Further, many control means rely on digital transducers with one bit of resolution, typically making the interface unadaptable to the needs of the user. This lack of adjustability frequently renders the device of limited to no utility for people with severe impairments. Still other devices seek to rectify perceived deficiencies in control means by accepting analog inputs and providing analog signals out (such as joysticks for wheelchair controls); however, analog outputs are largely inadequate as control signals for most device functions, which often require binary, on/off, yes/no type inputs. Thus, these types of control means are unable to remap most standard control means. Finally, other control means fail to provide any form of feedback to the user, which may often limit the user's ability to know what will happen when a given input means is activated, thereby leading to non-usage, or to uncomfortable, embarrassing, or dangerous situations.

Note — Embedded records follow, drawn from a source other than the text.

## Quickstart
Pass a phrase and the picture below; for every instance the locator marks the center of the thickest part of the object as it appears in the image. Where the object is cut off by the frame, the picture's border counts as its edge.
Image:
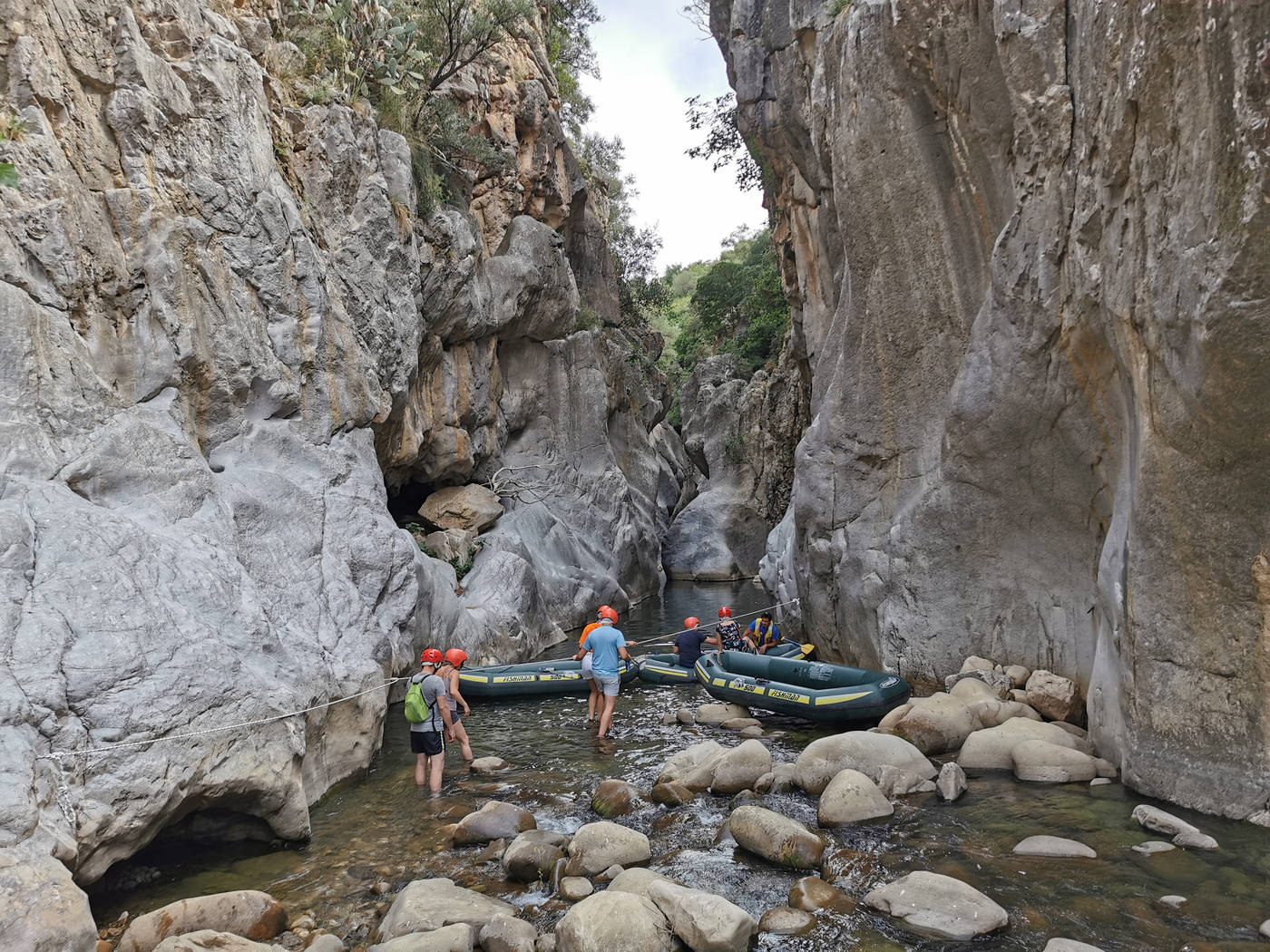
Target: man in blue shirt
(607, 649)
(688, 643)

As the computer and mobile device industries continue to develop new variations, and the phone and tablet industries in particular proliferate, an increasing number of software solutions are offered for use by able and disabled persons to extend control over their environment from a familiar user interface—monitoring heart rate, controlling insulin pumps, opening a garage door, ordering pizza, and remotely controlling a 3D printer with an iPhone are only a few examples. However entertaining and convenient these functions may be, they are inherently limited by the hardware interface required to interact with the software. A person lacking significant fine motor control, for example, will likely find little value in an iPhone based interface for controlling all the devices surrounding him; however close to his fingers the means for actuation may be sitting.
Clearly, an improved means is needed for remapping and/or relocating functions from standard, complex control interfaces to a control means adapted to the particular needs of the user, and capable of utilizing for control of those functions the limited range of physical inputs the user is able to reliably control.